Good things come to those who wait, but good things also come to those who don't procrastinate.
It's true that I've developed a habit of pushing tasks to the side, more so if they involve important conversations, emails, and the like. I would tell myself that I needed more time to emotionally prepare, or at least wait until nightfall so that if I read or talked about a subject that would naturally upset me, I could let it out when no one else was around. And I would be done for the day so I wouldn't be wasting time crying when I could be getting stuff done.
These days, it's less about fear and more about weirdness or discomfort. I recently described it to a friend as that sensation I experience when on a roller-coaster; the kind of weightlessness that causes my entire body to clench up, and from a scientific perspective I believe it's called G-Force or something like that. It's not necessarily a bad feeling, but it's not one that I'm fond of either.
That's what I experience when thinking about the future, about meeting new people and/or joining groups and getting involved with life. It's not scary, but it can be hard to envision myself in that position for whatever reason.
Yet, often times the only answer is to do it. And the more I do it, the more comfortable I will become.

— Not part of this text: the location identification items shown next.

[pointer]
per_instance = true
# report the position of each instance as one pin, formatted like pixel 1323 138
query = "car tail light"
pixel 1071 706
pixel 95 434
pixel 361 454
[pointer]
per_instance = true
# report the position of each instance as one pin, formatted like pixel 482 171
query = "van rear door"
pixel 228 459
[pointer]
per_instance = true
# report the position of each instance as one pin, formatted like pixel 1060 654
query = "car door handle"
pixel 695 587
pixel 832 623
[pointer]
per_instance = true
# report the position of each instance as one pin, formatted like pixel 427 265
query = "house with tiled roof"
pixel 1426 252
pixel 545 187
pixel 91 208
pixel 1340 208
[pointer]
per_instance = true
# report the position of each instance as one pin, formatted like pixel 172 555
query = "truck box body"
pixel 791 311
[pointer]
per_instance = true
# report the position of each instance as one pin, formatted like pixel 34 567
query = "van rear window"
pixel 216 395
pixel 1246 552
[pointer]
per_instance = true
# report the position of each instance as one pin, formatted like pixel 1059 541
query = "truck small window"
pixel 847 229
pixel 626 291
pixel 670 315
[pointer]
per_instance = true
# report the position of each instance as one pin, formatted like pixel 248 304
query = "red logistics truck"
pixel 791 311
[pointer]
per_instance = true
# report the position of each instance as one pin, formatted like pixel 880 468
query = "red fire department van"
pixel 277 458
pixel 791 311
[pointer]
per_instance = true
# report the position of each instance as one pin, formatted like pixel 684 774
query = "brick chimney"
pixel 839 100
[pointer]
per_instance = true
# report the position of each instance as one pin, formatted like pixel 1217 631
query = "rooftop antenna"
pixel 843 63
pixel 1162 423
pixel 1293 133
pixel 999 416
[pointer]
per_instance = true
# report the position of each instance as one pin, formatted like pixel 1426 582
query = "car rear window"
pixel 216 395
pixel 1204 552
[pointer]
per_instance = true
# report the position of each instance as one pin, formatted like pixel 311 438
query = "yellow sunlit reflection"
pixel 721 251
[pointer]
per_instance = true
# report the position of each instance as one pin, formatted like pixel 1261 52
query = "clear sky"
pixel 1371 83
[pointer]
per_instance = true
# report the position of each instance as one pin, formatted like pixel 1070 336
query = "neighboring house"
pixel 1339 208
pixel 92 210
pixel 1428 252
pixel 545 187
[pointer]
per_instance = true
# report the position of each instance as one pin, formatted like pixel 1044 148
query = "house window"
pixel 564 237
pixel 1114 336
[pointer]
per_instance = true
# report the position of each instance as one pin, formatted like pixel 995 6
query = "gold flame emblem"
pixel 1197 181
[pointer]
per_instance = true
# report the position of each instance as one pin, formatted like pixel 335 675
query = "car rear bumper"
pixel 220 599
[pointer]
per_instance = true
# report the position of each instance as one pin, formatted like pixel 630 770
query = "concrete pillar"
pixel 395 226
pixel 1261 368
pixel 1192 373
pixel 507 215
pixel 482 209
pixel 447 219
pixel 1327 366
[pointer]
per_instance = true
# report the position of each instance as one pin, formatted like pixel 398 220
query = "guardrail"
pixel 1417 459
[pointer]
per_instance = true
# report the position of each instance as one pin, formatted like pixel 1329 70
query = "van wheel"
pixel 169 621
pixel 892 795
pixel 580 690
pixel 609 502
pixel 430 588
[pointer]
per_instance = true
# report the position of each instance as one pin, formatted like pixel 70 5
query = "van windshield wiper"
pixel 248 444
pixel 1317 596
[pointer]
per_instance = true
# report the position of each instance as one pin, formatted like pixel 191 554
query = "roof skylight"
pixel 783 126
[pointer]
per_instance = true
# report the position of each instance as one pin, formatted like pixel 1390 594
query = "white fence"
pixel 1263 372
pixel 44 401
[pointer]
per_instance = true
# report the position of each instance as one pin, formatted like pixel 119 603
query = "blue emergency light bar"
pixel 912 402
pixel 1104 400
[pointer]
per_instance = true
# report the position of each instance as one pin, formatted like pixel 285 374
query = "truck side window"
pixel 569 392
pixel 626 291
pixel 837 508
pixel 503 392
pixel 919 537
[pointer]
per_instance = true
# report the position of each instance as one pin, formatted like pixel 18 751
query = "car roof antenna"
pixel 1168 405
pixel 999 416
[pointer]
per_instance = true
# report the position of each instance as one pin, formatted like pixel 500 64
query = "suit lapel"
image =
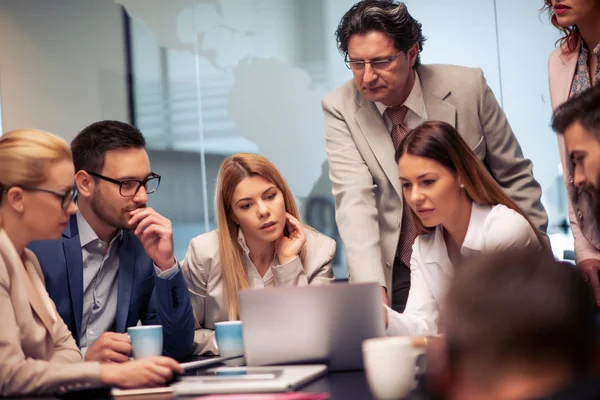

The job search is still on in full force, but I'm trying to take a different approach, rather than just applying on websites and doing dozens of interviews at one time. Not that there's anything inherently wrong with that, but it personally became draining by the time December rolled around. I'm learning that there is absolutely no shame in asking for help and/or being mentored by someone that knows what they're doing. As much as our culture emphasizes this whole lone wolf mentality, the idea that true success can only happen by your own strength, I'm finding it all to be completely false. Whatever you accomplish and however you go about doing it, at the end of the day there's always someone to thank, even if you're too stubborn or prideful to admit it.
Nobody does anything worthwhile without the guidance and influence of someone else.
It's not easy, especially when you spend a lot of time with people who seem to have their lives together (i.e. jobs, relationships, confidence, and overall experience). I have moments where I wonder when on earth I'm going to catch a break, whether it be getting hired, getting published, and/or connecting/reconnecting with certain people. Life as a post-graduate is unpredictable, and that gets frustrating after a while.
But I things are happening, even if for the moment they're not monumental or worth shouting on the rooftops about. I will continue to do what I do and celebrate the small victories, along with not beating myself up when I mess up or fall short in the process.
Yes, this train is moving, even when I don't feel it. And for that I'm grateful.